For many others, though, finding the right time to sever financial ties can be difficult. Should it end when they go to college, or should you support them throughout their studies? Should you continue to give them money while you can “afford” it? For many families, these are questions without clear answers, and by avoiding them, you’re merely postponing the inevitable.
So when is the right time to cut ties?
When your heart even begins to hint that it’s time, it’s almost always time. Many parents tend to wait longer than necessary to cut financial ties to their children out of a sense of obligation. The truth is that by paying allegiance to this imagined obligation, you’re actually damaging their personal growth by supplying them with financial support.
When your parents cut ties with you. Think back to that period and ask yourself whether that was the right time – and whether you learned important things from that separation. This is the best example you have in your life of how to cut the ties, so use it as a frame of reference to decide what is right for you.

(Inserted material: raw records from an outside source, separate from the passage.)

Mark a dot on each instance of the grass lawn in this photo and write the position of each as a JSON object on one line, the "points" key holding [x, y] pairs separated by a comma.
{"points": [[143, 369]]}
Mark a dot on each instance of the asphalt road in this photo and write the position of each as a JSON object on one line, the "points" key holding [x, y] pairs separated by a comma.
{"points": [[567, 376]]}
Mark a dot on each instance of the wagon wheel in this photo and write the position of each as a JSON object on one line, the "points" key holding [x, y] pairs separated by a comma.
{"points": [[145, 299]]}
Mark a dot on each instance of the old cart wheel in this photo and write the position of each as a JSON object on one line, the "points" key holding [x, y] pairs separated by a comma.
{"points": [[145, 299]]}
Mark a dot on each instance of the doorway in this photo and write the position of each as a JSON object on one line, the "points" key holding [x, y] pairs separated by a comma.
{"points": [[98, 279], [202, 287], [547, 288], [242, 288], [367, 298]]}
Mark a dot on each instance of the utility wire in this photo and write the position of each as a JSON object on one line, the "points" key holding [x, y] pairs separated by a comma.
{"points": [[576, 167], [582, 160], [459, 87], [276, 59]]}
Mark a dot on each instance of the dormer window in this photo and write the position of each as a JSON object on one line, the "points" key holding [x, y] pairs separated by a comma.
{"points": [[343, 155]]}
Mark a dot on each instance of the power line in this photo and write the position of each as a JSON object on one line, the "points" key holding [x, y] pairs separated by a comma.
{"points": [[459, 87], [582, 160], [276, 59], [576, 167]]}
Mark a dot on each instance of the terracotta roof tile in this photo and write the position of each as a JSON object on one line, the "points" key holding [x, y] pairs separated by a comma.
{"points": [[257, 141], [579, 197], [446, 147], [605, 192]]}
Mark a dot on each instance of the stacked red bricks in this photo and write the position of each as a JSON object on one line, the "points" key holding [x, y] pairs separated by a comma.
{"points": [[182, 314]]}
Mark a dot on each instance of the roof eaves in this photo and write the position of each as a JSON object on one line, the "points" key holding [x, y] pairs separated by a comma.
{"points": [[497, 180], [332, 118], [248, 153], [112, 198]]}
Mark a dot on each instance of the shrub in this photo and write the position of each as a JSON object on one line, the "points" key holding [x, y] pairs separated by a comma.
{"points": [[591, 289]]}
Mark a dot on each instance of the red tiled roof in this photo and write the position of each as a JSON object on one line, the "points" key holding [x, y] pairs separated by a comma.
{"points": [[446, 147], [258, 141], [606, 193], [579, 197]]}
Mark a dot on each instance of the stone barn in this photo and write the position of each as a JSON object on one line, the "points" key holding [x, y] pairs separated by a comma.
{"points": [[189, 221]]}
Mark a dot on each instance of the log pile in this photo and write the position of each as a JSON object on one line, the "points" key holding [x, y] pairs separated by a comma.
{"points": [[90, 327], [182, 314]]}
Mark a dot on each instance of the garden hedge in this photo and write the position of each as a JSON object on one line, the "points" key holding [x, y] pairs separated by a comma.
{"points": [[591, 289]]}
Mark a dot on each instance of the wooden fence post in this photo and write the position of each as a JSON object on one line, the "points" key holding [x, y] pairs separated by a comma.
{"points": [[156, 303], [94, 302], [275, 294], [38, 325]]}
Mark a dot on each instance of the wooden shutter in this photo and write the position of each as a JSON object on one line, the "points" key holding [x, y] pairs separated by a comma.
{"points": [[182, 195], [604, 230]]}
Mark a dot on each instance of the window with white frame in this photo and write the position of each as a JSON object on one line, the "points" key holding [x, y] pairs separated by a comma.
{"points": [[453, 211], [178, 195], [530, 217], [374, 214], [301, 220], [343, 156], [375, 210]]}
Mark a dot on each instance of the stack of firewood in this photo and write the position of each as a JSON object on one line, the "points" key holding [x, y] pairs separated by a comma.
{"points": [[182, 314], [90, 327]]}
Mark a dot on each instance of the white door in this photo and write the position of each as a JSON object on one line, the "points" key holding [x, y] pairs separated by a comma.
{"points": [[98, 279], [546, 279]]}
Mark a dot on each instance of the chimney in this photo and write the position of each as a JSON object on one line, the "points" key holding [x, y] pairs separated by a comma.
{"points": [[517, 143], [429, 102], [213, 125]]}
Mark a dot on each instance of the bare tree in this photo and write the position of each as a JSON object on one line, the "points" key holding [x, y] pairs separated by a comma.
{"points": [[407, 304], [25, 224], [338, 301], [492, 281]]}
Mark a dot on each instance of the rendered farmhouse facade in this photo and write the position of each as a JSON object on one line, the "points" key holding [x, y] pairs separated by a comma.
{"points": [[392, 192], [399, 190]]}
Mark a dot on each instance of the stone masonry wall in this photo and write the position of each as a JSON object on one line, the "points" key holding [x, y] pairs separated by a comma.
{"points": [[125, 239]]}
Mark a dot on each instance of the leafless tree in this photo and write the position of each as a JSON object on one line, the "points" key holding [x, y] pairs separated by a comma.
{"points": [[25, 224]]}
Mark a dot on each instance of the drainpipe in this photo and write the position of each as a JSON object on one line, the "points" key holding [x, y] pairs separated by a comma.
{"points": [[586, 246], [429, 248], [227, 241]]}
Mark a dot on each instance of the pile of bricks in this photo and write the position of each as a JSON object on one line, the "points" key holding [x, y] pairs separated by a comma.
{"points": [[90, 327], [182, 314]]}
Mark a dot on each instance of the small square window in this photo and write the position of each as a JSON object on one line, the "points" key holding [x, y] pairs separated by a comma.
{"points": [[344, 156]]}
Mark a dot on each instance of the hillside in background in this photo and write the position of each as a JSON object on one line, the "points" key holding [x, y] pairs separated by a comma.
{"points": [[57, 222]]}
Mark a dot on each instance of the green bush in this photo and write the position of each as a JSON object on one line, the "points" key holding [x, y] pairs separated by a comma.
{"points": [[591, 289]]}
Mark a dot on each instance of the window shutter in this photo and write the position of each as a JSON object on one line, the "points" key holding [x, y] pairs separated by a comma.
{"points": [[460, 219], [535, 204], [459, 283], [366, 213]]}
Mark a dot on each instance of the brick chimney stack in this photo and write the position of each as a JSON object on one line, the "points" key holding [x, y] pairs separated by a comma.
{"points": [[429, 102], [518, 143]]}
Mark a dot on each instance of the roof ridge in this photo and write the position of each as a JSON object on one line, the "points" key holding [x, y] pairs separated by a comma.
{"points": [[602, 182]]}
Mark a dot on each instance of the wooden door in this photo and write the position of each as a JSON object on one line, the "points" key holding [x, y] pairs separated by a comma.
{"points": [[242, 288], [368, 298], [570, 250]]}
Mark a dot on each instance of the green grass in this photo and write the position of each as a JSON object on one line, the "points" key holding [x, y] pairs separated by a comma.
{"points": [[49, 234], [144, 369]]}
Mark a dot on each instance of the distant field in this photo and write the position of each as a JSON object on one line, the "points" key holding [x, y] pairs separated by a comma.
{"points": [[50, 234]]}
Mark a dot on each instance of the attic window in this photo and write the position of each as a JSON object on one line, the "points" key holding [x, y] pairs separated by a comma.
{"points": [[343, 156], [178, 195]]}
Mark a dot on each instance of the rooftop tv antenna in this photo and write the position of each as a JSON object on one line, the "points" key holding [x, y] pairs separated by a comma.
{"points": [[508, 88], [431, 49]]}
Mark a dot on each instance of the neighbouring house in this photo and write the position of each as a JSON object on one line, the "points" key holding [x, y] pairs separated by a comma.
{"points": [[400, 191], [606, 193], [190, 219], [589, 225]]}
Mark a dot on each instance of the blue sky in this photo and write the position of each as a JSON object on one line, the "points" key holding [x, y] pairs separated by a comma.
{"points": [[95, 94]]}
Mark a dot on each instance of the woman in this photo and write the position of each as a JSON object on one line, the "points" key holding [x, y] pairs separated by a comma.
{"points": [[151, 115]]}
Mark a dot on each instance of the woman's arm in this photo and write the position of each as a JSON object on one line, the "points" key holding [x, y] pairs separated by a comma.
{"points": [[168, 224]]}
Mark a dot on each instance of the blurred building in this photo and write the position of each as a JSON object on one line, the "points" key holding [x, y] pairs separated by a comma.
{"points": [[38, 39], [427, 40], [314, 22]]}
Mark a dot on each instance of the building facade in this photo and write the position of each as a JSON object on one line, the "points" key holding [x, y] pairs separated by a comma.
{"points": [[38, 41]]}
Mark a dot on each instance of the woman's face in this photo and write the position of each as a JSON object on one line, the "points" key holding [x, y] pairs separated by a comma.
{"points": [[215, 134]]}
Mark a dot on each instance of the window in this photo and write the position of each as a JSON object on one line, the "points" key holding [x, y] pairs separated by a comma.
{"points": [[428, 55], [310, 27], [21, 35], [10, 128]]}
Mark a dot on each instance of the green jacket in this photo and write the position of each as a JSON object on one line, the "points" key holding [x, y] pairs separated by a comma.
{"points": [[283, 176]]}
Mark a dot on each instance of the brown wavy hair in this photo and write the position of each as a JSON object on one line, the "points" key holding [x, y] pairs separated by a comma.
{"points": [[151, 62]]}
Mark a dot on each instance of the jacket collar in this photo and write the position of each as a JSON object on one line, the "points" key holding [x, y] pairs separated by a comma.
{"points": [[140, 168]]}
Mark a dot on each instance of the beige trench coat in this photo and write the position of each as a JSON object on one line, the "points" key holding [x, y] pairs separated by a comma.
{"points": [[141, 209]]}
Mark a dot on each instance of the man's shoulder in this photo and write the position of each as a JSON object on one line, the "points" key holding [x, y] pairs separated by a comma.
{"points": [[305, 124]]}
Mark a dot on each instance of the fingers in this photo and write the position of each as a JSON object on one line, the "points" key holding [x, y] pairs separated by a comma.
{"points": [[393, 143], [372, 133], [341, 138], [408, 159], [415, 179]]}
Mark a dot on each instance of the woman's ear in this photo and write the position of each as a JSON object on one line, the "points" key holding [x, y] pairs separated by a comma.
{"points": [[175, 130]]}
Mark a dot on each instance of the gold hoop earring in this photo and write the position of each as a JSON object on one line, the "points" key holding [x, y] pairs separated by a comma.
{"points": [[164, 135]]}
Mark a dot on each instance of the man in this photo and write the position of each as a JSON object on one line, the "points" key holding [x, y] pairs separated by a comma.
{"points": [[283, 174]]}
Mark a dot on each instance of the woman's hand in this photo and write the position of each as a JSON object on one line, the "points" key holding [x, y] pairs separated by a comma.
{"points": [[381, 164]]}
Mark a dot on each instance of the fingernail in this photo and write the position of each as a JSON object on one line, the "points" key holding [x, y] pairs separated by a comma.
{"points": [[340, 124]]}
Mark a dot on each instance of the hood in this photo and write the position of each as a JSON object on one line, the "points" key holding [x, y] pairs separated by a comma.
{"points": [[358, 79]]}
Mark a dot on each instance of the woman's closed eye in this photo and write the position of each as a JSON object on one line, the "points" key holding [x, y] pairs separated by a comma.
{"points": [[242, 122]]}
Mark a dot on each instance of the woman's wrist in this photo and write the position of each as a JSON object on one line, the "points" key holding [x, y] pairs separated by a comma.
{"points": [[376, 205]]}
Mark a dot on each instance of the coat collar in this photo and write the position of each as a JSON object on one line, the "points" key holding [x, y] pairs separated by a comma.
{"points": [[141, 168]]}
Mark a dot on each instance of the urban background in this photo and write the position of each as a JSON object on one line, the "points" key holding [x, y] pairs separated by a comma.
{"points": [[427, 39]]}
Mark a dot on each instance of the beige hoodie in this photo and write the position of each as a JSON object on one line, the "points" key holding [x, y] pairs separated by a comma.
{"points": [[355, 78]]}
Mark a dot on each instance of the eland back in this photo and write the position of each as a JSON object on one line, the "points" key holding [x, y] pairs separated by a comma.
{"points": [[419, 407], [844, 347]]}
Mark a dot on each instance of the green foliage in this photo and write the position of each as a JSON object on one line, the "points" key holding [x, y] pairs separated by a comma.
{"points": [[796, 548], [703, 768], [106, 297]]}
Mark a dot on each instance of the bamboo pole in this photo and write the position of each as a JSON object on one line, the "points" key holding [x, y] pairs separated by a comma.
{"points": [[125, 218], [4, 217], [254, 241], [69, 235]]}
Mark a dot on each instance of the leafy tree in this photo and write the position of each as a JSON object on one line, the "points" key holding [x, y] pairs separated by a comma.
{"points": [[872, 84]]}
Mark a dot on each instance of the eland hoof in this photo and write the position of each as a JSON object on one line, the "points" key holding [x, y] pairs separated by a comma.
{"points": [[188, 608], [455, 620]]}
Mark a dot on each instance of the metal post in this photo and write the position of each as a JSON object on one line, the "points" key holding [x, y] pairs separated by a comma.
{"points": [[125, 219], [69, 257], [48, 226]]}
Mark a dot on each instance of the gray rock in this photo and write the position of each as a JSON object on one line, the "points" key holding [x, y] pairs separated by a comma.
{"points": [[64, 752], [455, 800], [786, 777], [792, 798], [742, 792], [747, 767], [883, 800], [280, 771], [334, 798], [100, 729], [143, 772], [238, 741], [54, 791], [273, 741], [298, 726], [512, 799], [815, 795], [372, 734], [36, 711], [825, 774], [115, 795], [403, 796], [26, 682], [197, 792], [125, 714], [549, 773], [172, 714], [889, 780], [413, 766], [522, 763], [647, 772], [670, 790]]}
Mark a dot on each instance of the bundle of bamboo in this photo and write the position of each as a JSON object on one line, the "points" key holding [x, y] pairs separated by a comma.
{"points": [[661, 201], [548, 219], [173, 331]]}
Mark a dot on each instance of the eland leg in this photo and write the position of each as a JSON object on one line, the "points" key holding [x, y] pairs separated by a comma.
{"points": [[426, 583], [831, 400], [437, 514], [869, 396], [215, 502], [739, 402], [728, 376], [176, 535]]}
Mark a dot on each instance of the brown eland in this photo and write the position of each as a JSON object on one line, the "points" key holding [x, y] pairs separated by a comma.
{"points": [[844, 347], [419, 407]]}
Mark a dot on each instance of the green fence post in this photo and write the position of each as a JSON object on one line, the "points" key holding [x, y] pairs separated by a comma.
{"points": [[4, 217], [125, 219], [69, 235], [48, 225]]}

When your children are using the money to buy many frivolous things. If you see that your children are buying brand new automobiles and other items that are clearly beyond their means without your support, it’s time to consider cutting the support because they’re beginning to use your support as part of their expected salaries.
When they begin to expect and demand what you give them. When support of an adult begins to transform from assistance to entitlement, it’s time to stop giving and let them start living.
Here are some tips for when the time comes to cut financial ties.
Make it clear why you’re doing it. Don’t just call them up and say, “In six months, you’re done,” because that will just cause resentment. Instead, call them up and reinforce the fact that you feel they are ready to be on their own. Don’t let it be about money, let it be about independence and respect for a maturing individual.
Give plenty of forewarning. Do not just cut ties without warning, because they may have made financial commitments relying on your support. Instead, give them a cutoff date that’s very clear (a calendar date, not “in about a year”). You might also want to start slowly reducing the support.
Offer advice and nonfinancial support. Offer as much advice as they want, but don’t thrust it upon them. While doing this, be very careful to follow some basic advice for talking about money to adult children. Don’t be pushy about it, but make it possible for them to come to you.
In short, you should frame the conversation about independence and respect, not around dollars and cents.